Est-ce qu’on pourra encore dire Joyeux Noël ou seulement Joyeuses Fêtes ? Pourquoi a-t-on honte de nos traditions ? Il me semble que par exemple les Japonais sont fiers de leurs traditions et religion… On ne pourra probablement plus dire Joyeux Noël dans l’espace public non parce que ce sera officiellement interdit mais par esprit de mouton, la secte de la laïcité qui se croit « tolérance » faisant des ravages dans la liberté et la joie de vivre ! En ce qui concerne les Japonais. Vous avez parfaitement raison. J’ai été frappée, lors d’un voyage au Japon, de la manière dont ils allient modernité technique et fidélité à leurs traditions y compris religieuses. Mais je dirais qu’il est nécessaire normalement que l’évolution puisse faire apparaître ce qui a été introduit de faux dans une religion quelle qu’elle soit, car il ne faut pas oublier que les fidèles de toute religion – y compris la religion chrétienne – comprennent la « doctrine » avec leur intelligence limitée et risquent toujours d’altérer le message originel, lequel n’est pas une « dictée » divine, mais un récit humain à partir de révélations. Comme le disait fort bien l’académicien Roger Caillois : « Il ne faut pas tirer argument contre la doctrine des faiblesses de ses fidèles ». Or c’est pourtant ce que les ennemis du christianisme s’acharnent à faire.
Quand est-ce que le CHUV parlera de personne enceinte et plus de femme enceinte ? Dès que le puissant lobby LGBTQA+ l’aura exigé ! Ils se concentrent momentanément sur les WC (chacun regarde la lune qu’il peut !).
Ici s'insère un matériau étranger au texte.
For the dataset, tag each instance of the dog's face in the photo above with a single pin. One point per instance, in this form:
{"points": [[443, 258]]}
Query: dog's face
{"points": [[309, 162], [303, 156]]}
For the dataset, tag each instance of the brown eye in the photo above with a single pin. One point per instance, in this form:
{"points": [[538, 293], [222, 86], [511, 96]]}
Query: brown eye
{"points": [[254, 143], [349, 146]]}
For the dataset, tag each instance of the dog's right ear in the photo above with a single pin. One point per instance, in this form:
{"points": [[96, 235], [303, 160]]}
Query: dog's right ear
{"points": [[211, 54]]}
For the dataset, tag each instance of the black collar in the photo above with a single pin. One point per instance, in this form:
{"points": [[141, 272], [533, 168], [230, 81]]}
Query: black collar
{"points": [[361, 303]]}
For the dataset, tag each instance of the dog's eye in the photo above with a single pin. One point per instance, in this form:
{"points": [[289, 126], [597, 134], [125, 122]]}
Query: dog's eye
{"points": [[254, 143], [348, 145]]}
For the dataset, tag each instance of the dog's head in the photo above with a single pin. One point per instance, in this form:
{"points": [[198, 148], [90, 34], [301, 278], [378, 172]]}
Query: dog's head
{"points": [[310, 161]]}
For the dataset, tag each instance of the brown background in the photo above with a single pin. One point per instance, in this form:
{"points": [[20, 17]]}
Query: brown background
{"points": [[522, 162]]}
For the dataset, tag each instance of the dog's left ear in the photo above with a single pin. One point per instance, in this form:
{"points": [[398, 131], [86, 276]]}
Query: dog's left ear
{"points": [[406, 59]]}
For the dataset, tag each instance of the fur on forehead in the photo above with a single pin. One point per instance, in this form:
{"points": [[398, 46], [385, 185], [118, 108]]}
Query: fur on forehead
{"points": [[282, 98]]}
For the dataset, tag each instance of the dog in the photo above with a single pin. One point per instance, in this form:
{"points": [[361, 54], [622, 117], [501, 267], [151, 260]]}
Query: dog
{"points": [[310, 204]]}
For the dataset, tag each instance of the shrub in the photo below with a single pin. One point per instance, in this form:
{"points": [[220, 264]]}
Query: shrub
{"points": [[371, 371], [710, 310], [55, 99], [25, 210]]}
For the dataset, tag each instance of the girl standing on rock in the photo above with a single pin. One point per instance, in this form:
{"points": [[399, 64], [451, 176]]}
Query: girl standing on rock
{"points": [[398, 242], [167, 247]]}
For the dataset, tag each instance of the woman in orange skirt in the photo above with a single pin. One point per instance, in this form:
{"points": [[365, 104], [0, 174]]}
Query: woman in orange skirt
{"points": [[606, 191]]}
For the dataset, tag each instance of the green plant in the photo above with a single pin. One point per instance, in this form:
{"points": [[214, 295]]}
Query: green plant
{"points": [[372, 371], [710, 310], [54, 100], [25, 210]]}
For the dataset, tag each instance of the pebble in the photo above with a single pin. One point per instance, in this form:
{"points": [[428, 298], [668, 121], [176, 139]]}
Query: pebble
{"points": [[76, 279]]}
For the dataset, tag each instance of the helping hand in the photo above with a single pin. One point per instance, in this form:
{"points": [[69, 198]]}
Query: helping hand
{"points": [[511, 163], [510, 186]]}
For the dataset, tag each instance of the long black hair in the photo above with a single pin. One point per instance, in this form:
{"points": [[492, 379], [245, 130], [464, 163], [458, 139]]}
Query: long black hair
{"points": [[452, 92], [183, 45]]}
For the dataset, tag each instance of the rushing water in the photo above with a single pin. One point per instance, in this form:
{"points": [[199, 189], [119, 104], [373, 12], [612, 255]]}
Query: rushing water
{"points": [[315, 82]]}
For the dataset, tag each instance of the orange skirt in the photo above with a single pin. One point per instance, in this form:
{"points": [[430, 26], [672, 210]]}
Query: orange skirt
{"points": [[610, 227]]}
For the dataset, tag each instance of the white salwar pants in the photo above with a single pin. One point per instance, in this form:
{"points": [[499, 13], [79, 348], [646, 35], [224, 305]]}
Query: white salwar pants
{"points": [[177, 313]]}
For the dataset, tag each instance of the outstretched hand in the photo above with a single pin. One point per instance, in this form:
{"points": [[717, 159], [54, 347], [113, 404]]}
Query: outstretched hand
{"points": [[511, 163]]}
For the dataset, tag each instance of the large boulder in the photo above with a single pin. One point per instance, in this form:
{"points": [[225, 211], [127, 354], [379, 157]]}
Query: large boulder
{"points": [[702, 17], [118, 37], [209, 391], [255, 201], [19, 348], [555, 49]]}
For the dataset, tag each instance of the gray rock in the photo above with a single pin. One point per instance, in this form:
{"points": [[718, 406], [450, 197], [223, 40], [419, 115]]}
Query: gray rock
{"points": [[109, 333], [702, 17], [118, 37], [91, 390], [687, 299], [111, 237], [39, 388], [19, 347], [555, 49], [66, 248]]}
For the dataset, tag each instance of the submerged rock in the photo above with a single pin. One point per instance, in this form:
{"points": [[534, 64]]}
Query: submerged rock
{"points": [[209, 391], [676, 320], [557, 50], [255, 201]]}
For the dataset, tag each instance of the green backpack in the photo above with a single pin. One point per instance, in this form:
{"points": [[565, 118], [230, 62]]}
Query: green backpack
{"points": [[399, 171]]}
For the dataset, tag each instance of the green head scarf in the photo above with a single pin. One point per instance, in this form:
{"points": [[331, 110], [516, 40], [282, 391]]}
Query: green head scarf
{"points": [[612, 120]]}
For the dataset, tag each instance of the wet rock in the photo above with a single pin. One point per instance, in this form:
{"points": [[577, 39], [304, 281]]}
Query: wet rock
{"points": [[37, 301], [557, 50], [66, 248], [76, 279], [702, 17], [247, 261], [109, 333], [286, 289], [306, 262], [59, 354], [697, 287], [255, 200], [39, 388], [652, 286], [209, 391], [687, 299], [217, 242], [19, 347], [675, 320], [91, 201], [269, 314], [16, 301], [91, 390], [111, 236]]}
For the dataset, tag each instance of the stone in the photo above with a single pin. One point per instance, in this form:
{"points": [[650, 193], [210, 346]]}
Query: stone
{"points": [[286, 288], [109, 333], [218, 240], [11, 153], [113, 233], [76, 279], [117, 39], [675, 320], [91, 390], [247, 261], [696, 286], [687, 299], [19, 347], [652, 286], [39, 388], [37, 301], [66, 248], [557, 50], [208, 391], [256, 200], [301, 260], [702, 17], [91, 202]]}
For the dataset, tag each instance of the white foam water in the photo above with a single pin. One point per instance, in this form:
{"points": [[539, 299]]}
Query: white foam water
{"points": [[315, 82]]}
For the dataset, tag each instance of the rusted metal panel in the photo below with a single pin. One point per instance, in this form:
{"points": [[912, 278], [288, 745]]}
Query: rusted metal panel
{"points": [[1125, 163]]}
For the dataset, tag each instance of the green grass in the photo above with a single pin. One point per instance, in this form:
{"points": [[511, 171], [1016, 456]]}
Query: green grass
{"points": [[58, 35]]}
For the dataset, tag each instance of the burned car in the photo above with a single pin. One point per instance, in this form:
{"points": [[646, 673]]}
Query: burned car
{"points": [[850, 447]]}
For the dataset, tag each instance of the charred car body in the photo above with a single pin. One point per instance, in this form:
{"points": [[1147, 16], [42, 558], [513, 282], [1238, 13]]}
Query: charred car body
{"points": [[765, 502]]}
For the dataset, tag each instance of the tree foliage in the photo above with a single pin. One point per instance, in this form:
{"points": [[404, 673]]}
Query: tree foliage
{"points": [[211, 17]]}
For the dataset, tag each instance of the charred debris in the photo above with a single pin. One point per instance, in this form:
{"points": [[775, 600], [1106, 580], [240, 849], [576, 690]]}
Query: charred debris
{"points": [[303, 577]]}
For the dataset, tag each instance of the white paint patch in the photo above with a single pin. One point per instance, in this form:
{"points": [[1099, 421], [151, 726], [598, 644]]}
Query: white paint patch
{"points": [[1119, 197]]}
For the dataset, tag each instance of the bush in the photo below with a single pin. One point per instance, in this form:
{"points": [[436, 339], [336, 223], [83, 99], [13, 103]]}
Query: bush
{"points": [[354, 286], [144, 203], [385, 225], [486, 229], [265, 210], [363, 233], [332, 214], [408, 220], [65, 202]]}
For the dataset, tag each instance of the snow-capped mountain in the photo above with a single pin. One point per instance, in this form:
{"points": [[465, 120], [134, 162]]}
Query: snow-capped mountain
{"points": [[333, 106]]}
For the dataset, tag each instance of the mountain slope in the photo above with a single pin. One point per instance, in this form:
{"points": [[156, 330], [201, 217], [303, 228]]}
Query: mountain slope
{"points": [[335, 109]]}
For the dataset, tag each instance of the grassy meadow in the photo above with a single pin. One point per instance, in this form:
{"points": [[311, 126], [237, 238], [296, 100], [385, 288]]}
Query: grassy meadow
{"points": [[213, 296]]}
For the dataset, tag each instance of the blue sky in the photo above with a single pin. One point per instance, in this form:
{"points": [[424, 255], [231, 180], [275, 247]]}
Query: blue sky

On voit que dans certaines régions de l’Occident, les conservateurs se portent assez bien, par exemple en Italie, Hongrie, Suède ou même en France. Aux Etats-Unis et au Brésil les conservateurs représentent environ 50% des électeurs, parfois ils gagnent, parfois ils perdent. Est-ce que vous pensez qu’en Suisse le conservatisme pourrait croître davantage ? Pensez-vous que cela soit positif pour la Suisse ? Il est toujours positif d’oser dire « le roi est nu ». Mais il ne faut pas traiter de « conservateur » ceux qui osent le faire au nom de valeurs. Ce sont eux les « progressistes », car seules les valeurs fondamentales ont fait progresser l’humanité. Comme ces valeurs sont en voie de disparition, sont progressistes ceux qui osent les (re)mettre à l’honneur. Il est impératif de refuser l’appellation de « conservateurs » pour ces progressistes-là. En revanche, certains « conservateurs » ne sont pas plus attrayants que les « progressistes ». Ce sont ceux qui ne pensent qu’économie et pouvoir économique. Les destructeurs systématiques des valeurs morales et chrétiennes au nom de la lutte contre le capitalisme (= « progressistes ») sont aussi néfastes que ceux qui croient protéger ces valeurs en ne pensant que « économie capitaliste » (= « conservateurs »). Je souhaite que la Suisse ait de plus en plus de « progressistes » au sens de défenseurs de valeurs, mais surtout pas par une moralisation de la société, car la moralisation à laquelle on assiste depuis quelques années, notamment avec les verts, n’est qu’un vernis couvrant la perte de toute reconnaissance d’une transcendance. Plus l’homme se prend pour un dieu plus il devient moralisateur. Et l’écologie politique est malheureusement la déification de la nature servie par des êtres humains devenus infaillibles. Cette religion s’est substituée au christianisme mal prêché et mal vécu.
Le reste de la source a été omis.